Share a moment with educator, writer, theater director, artist and mother Kate Quarfordt as she reflects on her experiences with CEZNJA: BORN LONGING (tales and songs from croatia):
* Hanging out with Dara, Elana and Karma in the upstairs office at The Kitchen and watching the form of the piece evolve right before our eyes as Abena and Kristina hashed through ideas while physically rearranging cardboard box tops labeled with working titles and descriptions of each segment. What a great reminder of the fluid, organic nature of creative collaboration!
* Singing with the feisty, graceful, luminous Miriam in the back room at the Rudar Club in Queens with Abena, Elana, Dara, Zeljka and Kristina–all of them feisty, graceful and luminous in their own right!–and feeling immense gratitude for the privilege of getting to make music with such a powerful group of women. I was so moved by the range of ages, cultures and experiences represented at that table… and yet, how easy our interactions felt! Amazing.

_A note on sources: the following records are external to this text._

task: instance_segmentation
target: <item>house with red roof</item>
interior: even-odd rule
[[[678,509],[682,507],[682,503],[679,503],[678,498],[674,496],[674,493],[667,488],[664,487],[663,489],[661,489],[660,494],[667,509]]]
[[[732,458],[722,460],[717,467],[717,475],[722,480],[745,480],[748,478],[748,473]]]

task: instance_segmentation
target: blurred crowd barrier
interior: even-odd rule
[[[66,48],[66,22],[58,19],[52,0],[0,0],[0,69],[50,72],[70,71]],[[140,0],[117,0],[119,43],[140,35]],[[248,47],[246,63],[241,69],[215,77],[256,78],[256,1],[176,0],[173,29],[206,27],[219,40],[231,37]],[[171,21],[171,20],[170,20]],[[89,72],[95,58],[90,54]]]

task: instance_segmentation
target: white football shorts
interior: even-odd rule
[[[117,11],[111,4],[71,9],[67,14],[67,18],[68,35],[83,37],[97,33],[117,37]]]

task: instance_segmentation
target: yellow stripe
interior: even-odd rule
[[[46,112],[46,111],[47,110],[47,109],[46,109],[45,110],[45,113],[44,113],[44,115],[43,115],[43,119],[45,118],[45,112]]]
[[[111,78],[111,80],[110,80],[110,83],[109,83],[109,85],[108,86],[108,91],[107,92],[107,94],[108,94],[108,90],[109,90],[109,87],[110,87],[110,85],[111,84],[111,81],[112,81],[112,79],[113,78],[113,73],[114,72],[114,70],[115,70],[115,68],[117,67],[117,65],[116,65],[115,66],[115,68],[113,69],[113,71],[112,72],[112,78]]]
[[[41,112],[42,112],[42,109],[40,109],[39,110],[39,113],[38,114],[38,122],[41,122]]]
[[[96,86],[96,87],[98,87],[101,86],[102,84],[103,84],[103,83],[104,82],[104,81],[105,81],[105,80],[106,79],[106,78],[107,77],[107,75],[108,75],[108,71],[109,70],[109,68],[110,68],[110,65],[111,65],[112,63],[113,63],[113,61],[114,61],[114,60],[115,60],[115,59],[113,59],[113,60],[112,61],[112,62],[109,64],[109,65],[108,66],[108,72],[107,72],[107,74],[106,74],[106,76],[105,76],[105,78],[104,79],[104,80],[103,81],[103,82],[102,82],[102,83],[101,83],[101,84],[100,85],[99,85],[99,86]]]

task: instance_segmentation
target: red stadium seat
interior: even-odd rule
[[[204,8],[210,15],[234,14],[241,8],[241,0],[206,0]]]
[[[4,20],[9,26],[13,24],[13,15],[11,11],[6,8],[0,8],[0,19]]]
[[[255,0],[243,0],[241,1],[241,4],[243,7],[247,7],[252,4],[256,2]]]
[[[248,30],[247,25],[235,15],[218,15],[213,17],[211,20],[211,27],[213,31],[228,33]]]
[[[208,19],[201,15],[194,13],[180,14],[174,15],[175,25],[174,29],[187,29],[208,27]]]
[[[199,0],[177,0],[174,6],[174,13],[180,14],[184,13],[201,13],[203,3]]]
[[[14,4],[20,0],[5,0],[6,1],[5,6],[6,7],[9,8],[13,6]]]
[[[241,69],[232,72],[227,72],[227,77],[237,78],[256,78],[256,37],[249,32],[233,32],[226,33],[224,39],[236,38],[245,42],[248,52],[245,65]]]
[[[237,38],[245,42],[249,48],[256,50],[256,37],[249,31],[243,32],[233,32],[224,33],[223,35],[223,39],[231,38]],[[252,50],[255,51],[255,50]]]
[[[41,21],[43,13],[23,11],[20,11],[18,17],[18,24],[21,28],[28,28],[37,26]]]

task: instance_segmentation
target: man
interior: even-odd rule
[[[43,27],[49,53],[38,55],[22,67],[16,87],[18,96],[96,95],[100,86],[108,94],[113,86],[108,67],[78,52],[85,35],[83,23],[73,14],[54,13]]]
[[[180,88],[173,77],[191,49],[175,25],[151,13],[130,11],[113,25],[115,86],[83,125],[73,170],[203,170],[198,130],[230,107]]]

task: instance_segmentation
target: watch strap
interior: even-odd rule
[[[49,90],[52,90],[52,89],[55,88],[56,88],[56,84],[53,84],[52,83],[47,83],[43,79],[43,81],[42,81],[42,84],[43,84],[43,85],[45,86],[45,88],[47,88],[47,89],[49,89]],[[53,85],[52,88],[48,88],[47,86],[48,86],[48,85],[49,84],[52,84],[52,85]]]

* Realizing that for each of the main Croatian participants–Miriam, Nori, Marcella, and Ivica–there is no separation between art and life… and that calling yourself an artist is in no way a prerequisite for making art. Miriam “has ideas” and misses her island, and she writes poems. Nori crosses the ocean on a tiny boat and writes a book… AND paints! Marcella tells her story and recites poetry with the soul of a born performer, in three languages no less. And then there’s Ivica, whose lyrics have been hitting me out of nowhere and making me cry while I’m standing at the sink doing dishes these last few days. I mention all of this because, as a working mother of two, I sometimes struggle and worry about how to “be” an artist. What I’ve learned, witnessing these incredible folks–is that this mental struggle is really pretty pointless when you remember that on any given day you can simply choose to open your mouth and sing… or write a poem… or make a painting… or compose a song about a child’s story. Makes the phrase “creative life” feel kind of redundant. 🙂
* Sitting next to Ivica’s daughter during the second half of the performance. Out of the corner of my eye I could see tears sliding down her cheeks as she watched her brother translating. I was flooded with adrenaline at that moment, wanting to make sure I got the words and the notes right. As a non-Croatian I felt in some ways like an outsider, afraid I might dishonor the music by not embodying its message the way a Croatian singer would be able to; yet at the very same time, I felt completely welcomed and trusted. Out of the tension of that paradox, a simple but startling thought occurred to me: the idea that–while our stories and family histories may be very different–we are all, by virtue of our humanness, “born longing”–yearning for something deep and true inside ourselves that so often feels obscured, cut off from us, just barely out of our reach. I decided then to sing from that place of longing in me, and once I felt connected to that, all my anxiety about getting the words right dissolved and I sang with my whole heart.